India recorded largest number of TB cases in 2014

October 29, 2015 10:04 am | Updated 12:28 pm IST - United Nations

Kashmiri patients are treated at Kashmir's lone chest diseases hospital in Srinagar Tuesday on March 24, 2015 .The hospital was established by Christian missionaries over a century ago, primarily for treatment of tuberculosis and other chest diseases. Tuberculosis is among the world's most infectious killers that affects more than 12 million people globally with 2 million deaths annually. India has three million people infected with TB and has an estimated 99,000 drug-resistant TB cases every year. A tiny fraction of those infected in India receive the proper drugs, even with a government-funded program. The World Health Organization has included India on the list of high-burdened countries that contribute to 80 percent of the world's TB problem. World TB Day is marked on March 24, 2015. PHOTO/ NISSAR AHMAD. -

Kashmiri patients are treated at Kashmir's lone chest diseases hospital in Srinagar Tuesday on March 24, 2015 .The hospital was established by Christian missionaries over a century ago, primarily for treatment of tuberculosis and other chest diseases. Tuberculosis is among the world's most infectious killers that affects more than 12 million people globally with 2 million deaths annually. India has three million people infected with TB and has an estimated 99,000 drug-resistant TB cases every year. A tiny fraction of those infected in India receive the proper drugs, even with a government-funded program. The World Health Organization has included India on the list of high-burdened countries that contribute to 80 percent of the world's TB problem. World TB Day is marked on March 24, 2015. PHOTO/ NISSAR AHMAD. -

India recorded the largest number of Tuberculosis cases in the world last year, according to a report by the WHO that said 1.5 million people died in 2014 from the disease which ranks alongside HIV as a leading killer worldwide.

World Health Organisation’s Global Tuberculosis Report 2015, released yesterday, said that of the 9.6 million new TB cases in 2014, 58 per cent were in the South-East Asia and Western Pacific regions.

India, Indonesia and China had the largest number of cases at 23 per cent, 10 per cent and 10 per cent respectively of the global total in 2014. Nigeria, Pakistan and South Africa also had high numbers of TB cases last year.

Nearly 1.5 million people died from the disease last year, including 140,000 children, according to the report.

“Most of these deaths could have been prevented. The disease ranks alongside HIV as a leading killer worldwide,” it said.

Approximately 90 per cent of total TB deaths (among HIV-negative and HIV-positive people) and 80 per cent of TB deaths among HIV-negative people occurred in the African and South-East Asia Regions in 2014.
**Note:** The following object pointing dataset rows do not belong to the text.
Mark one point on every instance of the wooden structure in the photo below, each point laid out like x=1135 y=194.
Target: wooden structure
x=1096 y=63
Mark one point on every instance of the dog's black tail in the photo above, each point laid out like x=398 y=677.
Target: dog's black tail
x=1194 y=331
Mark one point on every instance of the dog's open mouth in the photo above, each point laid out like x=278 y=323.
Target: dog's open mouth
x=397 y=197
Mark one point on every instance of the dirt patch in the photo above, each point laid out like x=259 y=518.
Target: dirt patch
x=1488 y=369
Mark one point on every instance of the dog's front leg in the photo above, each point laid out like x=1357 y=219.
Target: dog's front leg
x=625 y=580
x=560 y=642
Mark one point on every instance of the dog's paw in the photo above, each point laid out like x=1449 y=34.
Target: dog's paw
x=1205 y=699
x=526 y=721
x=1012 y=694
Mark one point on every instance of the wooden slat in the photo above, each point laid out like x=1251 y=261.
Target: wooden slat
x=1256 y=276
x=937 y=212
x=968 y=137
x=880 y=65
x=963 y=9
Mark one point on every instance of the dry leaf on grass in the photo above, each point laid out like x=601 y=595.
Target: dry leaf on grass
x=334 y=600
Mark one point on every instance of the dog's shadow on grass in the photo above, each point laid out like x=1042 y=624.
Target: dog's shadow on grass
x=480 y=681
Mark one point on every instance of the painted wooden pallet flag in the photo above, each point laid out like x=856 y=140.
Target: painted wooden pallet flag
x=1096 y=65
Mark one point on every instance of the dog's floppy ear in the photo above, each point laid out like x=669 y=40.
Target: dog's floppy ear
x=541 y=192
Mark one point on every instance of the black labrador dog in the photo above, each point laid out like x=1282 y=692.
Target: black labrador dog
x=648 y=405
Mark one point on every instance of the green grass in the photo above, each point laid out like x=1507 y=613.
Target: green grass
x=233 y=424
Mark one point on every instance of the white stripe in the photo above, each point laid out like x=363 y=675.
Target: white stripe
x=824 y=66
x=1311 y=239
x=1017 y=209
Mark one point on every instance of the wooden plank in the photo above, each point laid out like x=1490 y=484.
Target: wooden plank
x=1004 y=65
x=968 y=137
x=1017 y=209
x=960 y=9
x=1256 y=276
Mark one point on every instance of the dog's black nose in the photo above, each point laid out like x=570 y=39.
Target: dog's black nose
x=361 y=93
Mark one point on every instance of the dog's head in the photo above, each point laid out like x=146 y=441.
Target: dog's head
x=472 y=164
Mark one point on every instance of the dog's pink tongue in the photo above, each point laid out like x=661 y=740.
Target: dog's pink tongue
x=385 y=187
India and Nigeria accounted for about one-third of global TB deaths (both including and excluding those among HIV-positive people), the report added.

The report noted that globally, TB prevalence in 2015 was 42 per cent lower than in 1990.

The target of halving the rate compared with 1990 was achieved in three WHO regions — the Region of the Americas, the South-East Asia Region and the Western Pacific Region — and in nine high-burden countries of Brazil, Cambodia, China, Ethiopia, India, Myanmar, the Philippines, Uganda and Vietnam.

In 2014, there was a marked increase in global TB notifications for the first time since 2007.

The annual total of new TB cases, which had been about 5.7 million until 2013, rose to slightly more than 6 million in 2014, mostly due to a 29 per cent increase in notifications in India, which followed the introduction of a policy of mandatory notification in May 2012, creation of a national web—based reporting system in June 2012 and intensified efforts to engage the private health sector.

The report said that intensified efforts, such as those already being made in India, are needed to ensure that all cases are detected, notified to national surveillance systems, and treated according to international standards.

It said that in order to reduce TB’s overall burden, detection and treatment gaps need to be closed, funding shortfalls filled and new diagnostics, drugs and vaccines developed.

Effective diagnosis and treatment saved 43 million lives between 2000 and 2015, according to the report, the 20th in a series of annual evaluations produced by WHO.